California State Senator Jim Beall, the powerful head of the California Senate Transportation Committee who happens to represent most of Santa Clara County (aka “Silicon Valley”), is well known around these parts for his long-time friendliness to bike advocates going back at least 20 years to his time serving as a Santa Clara County Supervisor. The California Bicycle Coalition gave Senator Beall a 100% score in their recently released legislative voting record report, huzzah.
Senator Beall’s contribution to the on-going Special Legislative Session for Transportation Funding is SBX 1-1, which calls for $4.3B in new taxes to mostly pay for road maintenance, but also contributes $300 million to the California Trade Corridor Improvement Plan. Beall has said specifically would like to see lanes added to the freeways serving the Port of Los Angeles using these funds. This won’t make him popular to Angelenos living along the Long Beach Freeway corridor.

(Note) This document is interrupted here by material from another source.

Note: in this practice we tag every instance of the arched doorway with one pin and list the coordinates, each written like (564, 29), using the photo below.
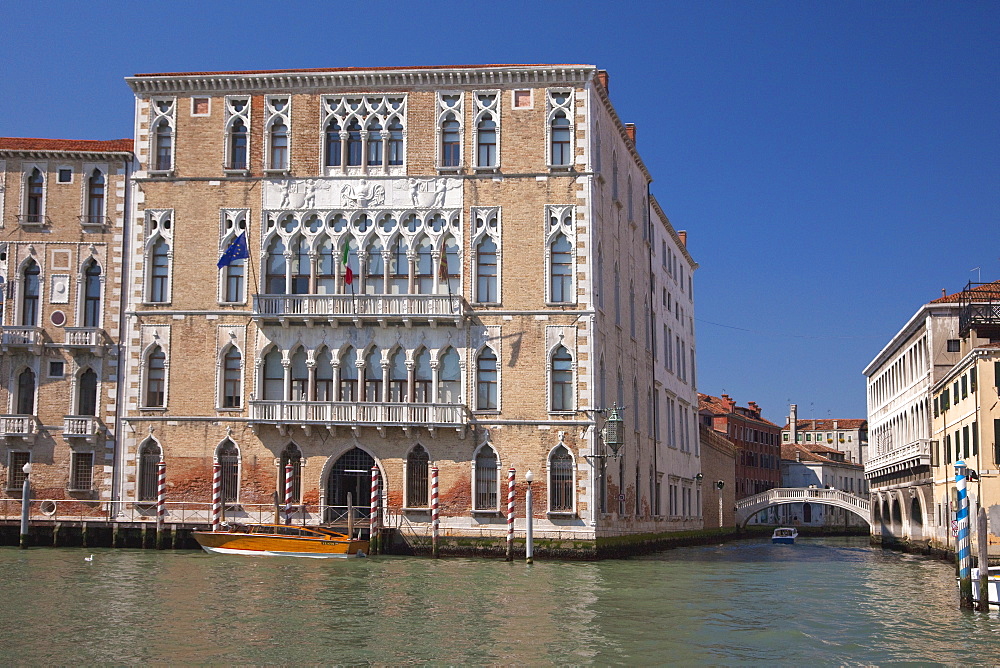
(351, 474)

Overall, this is a decent bill. 7% of these new funds are for new construction (the Trade Corridor Improvement Plan), while SBX 1-1 also contains important Complete Streets requirements for projects using these funds.
While Democrats are inclined to pass SBX 1-1 and control both houses of the California Assembly, they don’t have the supermajority required to pass any tax measure in California. The opposing Republican transportation plan for California involves:
- SB X1-11 streamlines the build process by removing the CEQA requirement for an Environmental Impact Review (EIR) on projects that involve certain transportation infrastructure projects in an existing right-of-way;
- Huff’s SCA X1-1 Retricts borrowing against transportation taxes, and also limits funding available for mass transit projects; and
- Huff’s SB X1-2 would dedicate $1.4 billion in cap-and-trade “carbon tax” funds for road construction, because reducing congestion by adding lanes reduces per-vehicle greenhouse gas emissions, woo hoo!
Regarding SB X1-2: Although engineers still talk about “congestion relief” when designing highway expansions, policy people at Caltrans and other state and Federal highway agencies have long acknowledged the reality of “induced demand,” which, in simple terms, is the idea that if you build it, they will come. SB 743, passed in 2013, directs agencies to examine impact on VMT as part of the CEQA process, and the current draft of this new guideline includes an entire section on induced travel. Currently, the only examination is a box on the CEQA checklist, and many planners routinely mark the “No Impact” box here.
There’s also some attention to more widespread acknowledgement that spending tens to hundreds of millions of dollars to add lanes and interchanges doesn’t improve travel times. The most recent iteration of environmental documents released for widening Highway 1 across Santa Cruz County doesn’t even mention congestion relief anymore — this is now a project to improve safety and encourage carpooling and transit.